Over the past five years, the F-35 joint strike fighter has overcome massive cost overruns, schedule delays and a host of technical snags. The US Air Force, Navy and Marine Corps jets are now on track to meet key deadlines, and proponents of the program brag that costs have remained steady since 2010.

But as the Pentagon prepares for a new challenge — tripling production of the next-generation fighter jet — F-35 program leaders are bracing for an uphill climb.

Next year, F-35-maker Lockheed Martin will deliver 43 aircraft to the services. During the three years after that, the Pentagon will ramp up production to more than 120 aircraft each year, according to Lt. Gen. Chris Bogdan, head of the F-35 joint program office. The JPO is concerned the F-35 manufacturing base will not be able to keep up with such a drastic surge, he said.

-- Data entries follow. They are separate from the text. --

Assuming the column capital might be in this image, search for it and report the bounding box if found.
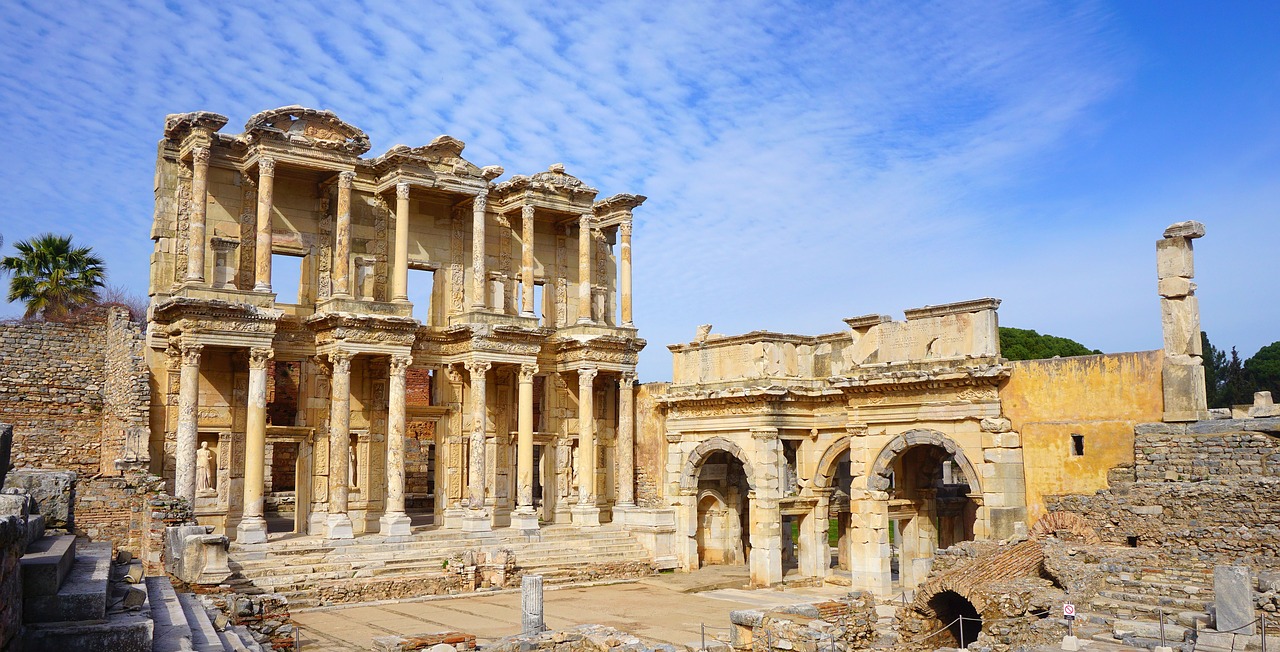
[390,354,413,375]
[329,350,356,375]
[462,360,493,378]
[520,363,538,383]
[178,342,205,366]
[248,346,275,369]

“Acquisition rule of thumb says we probably, year-to-year, don’t want to do more than about 50 percent what you did the year before,” Bogdan said Wednesday at the ComDef conference in Washington. “If you do the math and you are going to triple in three years, you are not on a 50-percent-per-year slope.”

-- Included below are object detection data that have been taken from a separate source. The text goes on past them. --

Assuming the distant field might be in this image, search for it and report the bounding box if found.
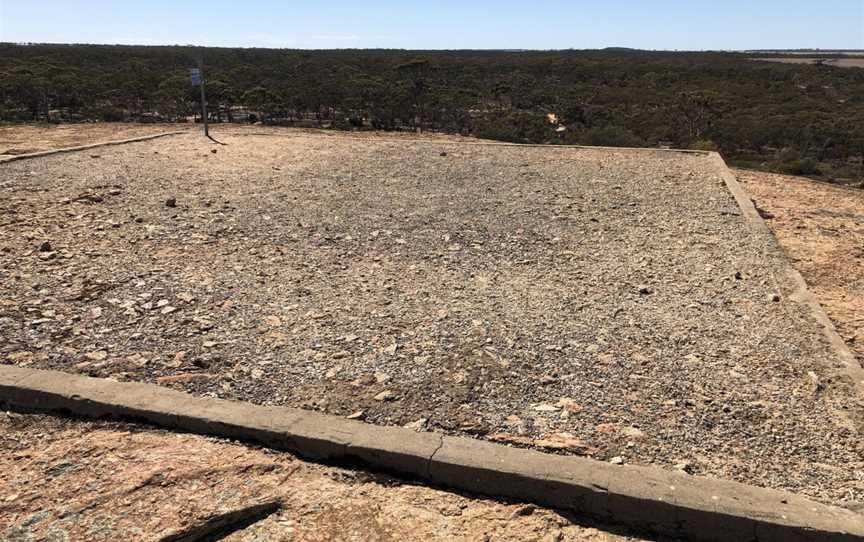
[753,57,864,68]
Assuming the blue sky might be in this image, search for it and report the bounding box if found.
[0,0,864,50]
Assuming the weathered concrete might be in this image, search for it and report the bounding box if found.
[712,153,864,397]
[0,131,189,164]
[0,366,864,542]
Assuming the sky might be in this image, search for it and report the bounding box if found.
[0,0,864,50]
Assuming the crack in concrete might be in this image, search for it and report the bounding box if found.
[426,434,444,480]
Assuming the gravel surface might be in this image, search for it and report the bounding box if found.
[0,131,864,505]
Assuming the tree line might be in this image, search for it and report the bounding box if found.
[0,44,864,180]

“That gives me some pause,” Bogdan said.

And it’s not just the US military that is buying more F-35s. This week, Italy flew its first jet; later this month, Norway will celebrate the rollout of its first aircraft.

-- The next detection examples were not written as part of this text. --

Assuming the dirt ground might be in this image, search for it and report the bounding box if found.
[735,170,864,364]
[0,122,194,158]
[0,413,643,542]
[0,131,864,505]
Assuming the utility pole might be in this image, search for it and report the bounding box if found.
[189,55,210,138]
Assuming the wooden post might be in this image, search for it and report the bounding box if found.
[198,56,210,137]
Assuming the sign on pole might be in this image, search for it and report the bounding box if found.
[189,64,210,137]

It is only the beginning of the global ramp up: by the end of 2019, the JPO will have 493 operational jets around the globe, compared with just 126 today. In the next four years, the JPO will stand up 17 new operating locations, more than half of them abroad.

The burden is on the manufacturing base to keep up with this global demand, Bogdan said.

“So we have to create a global sustainment enterprise that can sustain an airplane no matter where it is, no matter which partner has, it no matter what [Foreign Military Sales] customer has it, in a way that’s effective for the warfighter,” he said.

The F-35 supply base may not be able to sustain that workload, Bogdan cautioned. As production spikes, maintainers must not only keep pace with everyday repairs, but also modify existing and future aircraft due to concurrent development and production.

While the Marine Corps earlier this summer declared initial operating capability with the latest Block 2B software, the final configuration, Block 3F, will not deliver until mid-2017. At that point, each aircraft must be upgraded to the latest software configuration to reach full capability.

And since the Pentagon decided to move to initial production before completing the test program, maintainers must install fixes to operational planes as problems crop up with the test fleet. Maintenance teams are busy installing these modifications to existing aircraft and jets coming off the ramp, for instance the engine fix that stemmed from a fire at Eglin Air Force Base, Florida, last summer.

“So when we have those 493 airplanes out in the field in 2019, guess how many will be in what I consider to be the right configuration? Not a one,” Bogdan said. “Every airplane coming off the line now and coming off in the next two and a half years, plus all the airplanes we’ve built already, will need some form of modification to get them up to the full capability that we promised the war fighter.”

Each aircraft confined to the depot for modification is one less plane the services can use to train pilots and maintainers, Bogdan emphasized. This is a particular problem for the Air Force, which must meet certain training requirements in order to declare IOC in 2016.

To address this gap, the JPO is sending field teams to do F-35A depot work at the bases, rather than bringing the jets to the depots, Bogdan said. This saves time on the front and back end of the process, allowing the maintenance teams to move the jets through modifications more quickly.

The Air Force also may be able to borrow Navy and Marine Corps planes, or even jets from partner nations, to complete some training, Bogdan said.

“The biggest constraint to the mod program right now other than money — because it costs an awful lot of money to do that — is can the service, can the partner afford to keep the airplane down that long without their pilots flying?” Bogdan said. “So we have to try to balance that.”

At the same time, the JPO still has work to do on the jet’s Autonomic Logistics Information System (ALIS), which manages maintenance and sustainment for the entire fighter fleet, Bogdan noted. ALIS “has not met its potential yet,” he said.

The F-35 program is no longer experiencing schedule delays or cost overruns, and has surmounted major technical issues with the engine, helmet, tail hook and more, Bogdan emphasized. But despite this progress, the JPO has a lot of work to do.

“From my perspective, the program is at a pivot point,” Bogdan said. “We used to be slow and steady — we are passed slow and steady now.”